Die vielen kritischen Stimmen zu den Corona-Massnahmen sind dem Bundesrat offenbar ein Dorn im Auge. Als Gegenmassname für «digitale Desinformation» soll nun Anfang 2022 innerhalb der Bundeskanzlei ein schlagkräftiges Team geschaffen werden. So verkündet es eine neue Pressemitteilung der Bundeskanzlei zur «Strategie soziale Medien». Zehn neu geschaffene Stellen, darunter vier aus dem Bundesamt für Verteidigung, Bevölkerungsschutz und Sport (VBS), sollen die Kommunikationsabteilungen aller Bundesämter unterstützen. Denn die Bundesverwaltung mache bis heute keinen systematischen Gebrauch von sozialen Medien, habe die Geschäftsprüfungskommission des Nationalrates in einem Bericht festgestellt.
Der Plan sieht vor, in sozialen Netzwerken über «wichtige Entscheide, Geschäfte oder Tätigkeiten» des Bundesrates zu informieren: mit hübschen Bildchen auf Instagram zum Beispiel, wo der Bundesrat noch nicht präsent sei. Neben den bestehenden Kanälen auf YouTube und Twitter möchte der Bundesrat neue Zielgruppen erreichen. Der aktuelle sicherheitspolitische Bericht des Bundesrates zeige, dass die «Bedrohung» durch «Beeinflussung» und «Desinformation» zunehme. Wenn der Bundesrat in den sozialen Medien direkt informieren könne, trage dies zu einer «sachlichen Debatte» und zur «Eindämmung von Desinformation» bei.
Der neueste Digital-Streich des Bundes sei gleich mehrfach irritierend, schreibt die Onlineausgabe der NZZ. Denn er offenbare im Kern ein gestörtes Verhältnis zur Rolle der Medien und zur eigenen Aufgabe im Digitalzeitalter. In einer Demokratie könne es nicht Aufgabe der Exekutive sein, «Desinformation» zu identifizieren. Und erst recht nicht, diese angebliche Desinformation «einzudämmen». Das höre sich erstens nach Zensur an, und zweitens nach Propaganda. Und es sei reichlich naiv zu glauben, mit zehn Leuten, die ein Instagram-Konto bedienen, irgendetwas ändern zu können.
Kommentar der Redaktion:
Statt sich mit der eigenen «Desinformation» zu beschäftigen, setzt der Bundesrat lieber auf einseitige Propaganda.
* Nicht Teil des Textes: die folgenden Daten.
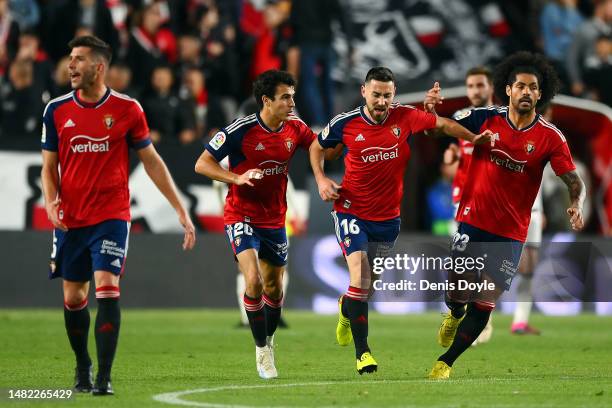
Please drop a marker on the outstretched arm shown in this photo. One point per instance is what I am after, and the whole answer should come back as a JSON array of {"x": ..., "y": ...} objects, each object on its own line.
[
  {"x": 158, "y": 172},
  {"x": 208, "y": 166},
  {"x": 577, "y": 191},
  {"x": 50, "y": 183},
  {"x": 452, "y": 128}
]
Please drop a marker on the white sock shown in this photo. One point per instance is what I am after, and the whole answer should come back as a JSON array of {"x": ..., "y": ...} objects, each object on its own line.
[{"x": 524, "y": 300}]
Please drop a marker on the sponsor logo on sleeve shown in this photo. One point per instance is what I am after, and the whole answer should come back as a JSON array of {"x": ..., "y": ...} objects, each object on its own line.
[
  {"x": 396, "y": 130},
  {"x": 217, "y": 141},
  {"x": 108, "y": 121}
]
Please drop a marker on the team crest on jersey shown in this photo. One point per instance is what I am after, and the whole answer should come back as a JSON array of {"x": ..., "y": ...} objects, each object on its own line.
[
  {"x": 218, "y": 140},
  {"x": 463, "y": 115},
  {"x": 396, "y": 130},
  {"x": 109, "y": 121}
]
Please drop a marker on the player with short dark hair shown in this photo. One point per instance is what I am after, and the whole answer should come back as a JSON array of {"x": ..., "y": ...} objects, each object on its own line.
[
  {"x": 87, "y": 134},
  {"x": 259, "y": 148},
  {"x": 367, "y": 204},
  {"x": 503, "y": 181}
]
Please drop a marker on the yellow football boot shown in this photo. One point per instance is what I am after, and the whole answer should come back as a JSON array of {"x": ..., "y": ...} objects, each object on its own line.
[
  {"x": 366, "y": 363},
  {"x": 440, "y": 371},
  {"x": 447, "y": 330},
  {"x": 344, "y": 336}
]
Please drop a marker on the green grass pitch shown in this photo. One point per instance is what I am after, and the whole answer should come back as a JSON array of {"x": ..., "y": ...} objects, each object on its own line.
[{"x": 165, "y": 351}]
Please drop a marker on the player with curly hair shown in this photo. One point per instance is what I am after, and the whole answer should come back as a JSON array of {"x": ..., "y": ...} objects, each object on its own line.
[{"x": 495, "y": 208}]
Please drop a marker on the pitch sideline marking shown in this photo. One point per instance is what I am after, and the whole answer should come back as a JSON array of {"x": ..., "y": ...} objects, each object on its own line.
[{"x": 174, "y": 398}]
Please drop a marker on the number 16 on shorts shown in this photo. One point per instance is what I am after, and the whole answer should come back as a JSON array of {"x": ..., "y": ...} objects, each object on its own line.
[{"x": 349, "y": 233}]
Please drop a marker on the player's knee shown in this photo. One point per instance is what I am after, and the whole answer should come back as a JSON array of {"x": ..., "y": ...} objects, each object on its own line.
[
  {"x": 273, "y": 288},
  {"x": 254, "y": 283},
  {"x": 481, "y": 307},
  {"x": 75, "y": 297}
]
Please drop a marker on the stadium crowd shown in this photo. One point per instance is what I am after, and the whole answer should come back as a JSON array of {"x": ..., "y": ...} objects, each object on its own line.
[{"x": 191, "y": 62}]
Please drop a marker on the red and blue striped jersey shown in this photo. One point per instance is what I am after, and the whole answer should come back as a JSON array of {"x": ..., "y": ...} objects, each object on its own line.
[
  {"x": 504, "y": 177},
  {"x": 376, "y": 158},
  {"x": 249, "y": 143}
]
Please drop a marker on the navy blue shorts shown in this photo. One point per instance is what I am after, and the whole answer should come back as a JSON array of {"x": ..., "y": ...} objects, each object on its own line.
[
  {"x": 78, "y": 252},
  {"x": 377, "y": 238},
  {"x": 270, "y": 243},
  {"x": 499, "y": 255}
]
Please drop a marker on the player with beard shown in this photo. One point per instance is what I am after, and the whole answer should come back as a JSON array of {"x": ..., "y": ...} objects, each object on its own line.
[
  {"x": 366, "y": 211},
  {"x": 86, "y": 138}
]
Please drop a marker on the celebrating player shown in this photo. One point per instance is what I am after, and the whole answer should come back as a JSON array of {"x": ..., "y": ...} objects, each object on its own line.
[
  {"x": 259, "y": 147},
  {"x": 503, "y": 181},
  {"x": 367, "y": 204},
  {"x": 85, "y": 142}
]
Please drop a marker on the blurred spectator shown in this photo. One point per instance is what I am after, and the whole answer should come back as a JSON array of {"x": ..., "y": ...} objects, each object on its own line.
[
  {"x": 583, "y": 44},
  {"x": 61, "y": 78},
  {"x": 170, "y": 118},
  {"x": 62, "y": 19},
  {"x": 189, "y": 53},
  {"x": 150, "y": 45},
  {"x": 558, "y": 22},
  {"x": 265, "y": 26},
  {"x": 599, "y": 71},
  {"x": 312, "y": 25},
  {"x": 440, "y": 202},
  {"x": 29, "y": 49},
  {"x": 25, "y": 12},
  {"x": 194, "y": 89},
  {"x": 20, "y": 111},
  {"x": 9, "y": 37},
  {"x": 119, "y": 78}
]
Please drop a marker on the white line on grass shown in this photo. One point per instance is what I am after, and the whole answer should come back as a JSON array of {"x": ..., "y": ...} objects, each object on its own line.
[{"x": 174, "y": 398}]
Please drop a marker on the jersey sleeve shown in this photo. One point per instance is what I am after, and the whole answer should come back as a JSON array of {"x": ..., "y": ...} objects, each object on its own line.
[
  {"x": 473, "y": 119},
  {"x": 419, "y": 120},
  {"x": 138, "y": 137},
  {"x": 561, "y": 159},
  {"x": 331, "y": 135},
  {"x": 48, "y": 139}
]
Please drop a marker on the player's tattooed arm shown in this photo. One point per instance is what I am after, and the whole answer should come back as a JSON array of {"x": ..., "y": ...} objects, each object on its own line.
[
  {"x": 50, "y": 183},
  {"x": 208, "y": 166},
  {"x": 328, "y": 189},
  {"x": 577, "y": 192}
]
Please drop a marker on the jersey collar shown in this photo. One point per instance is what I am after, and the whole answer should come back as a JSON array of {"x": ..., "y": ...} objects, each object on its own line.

Das angestrebte Ziel einer «sachlichen Debatte» kann mit hübschen Bildchen auf Instagram auch nicht erreicht werden. Gerade diese sachliche Debatte scheut der Bundesrat seit Beginn der Corona-Krise ja wie der Teufel das Weihwasser. Und kritische Meinungen sind aus Sicht des Bundesrates nicht gewünscht, sie sind vielmehr bedrohlich beeinflussend.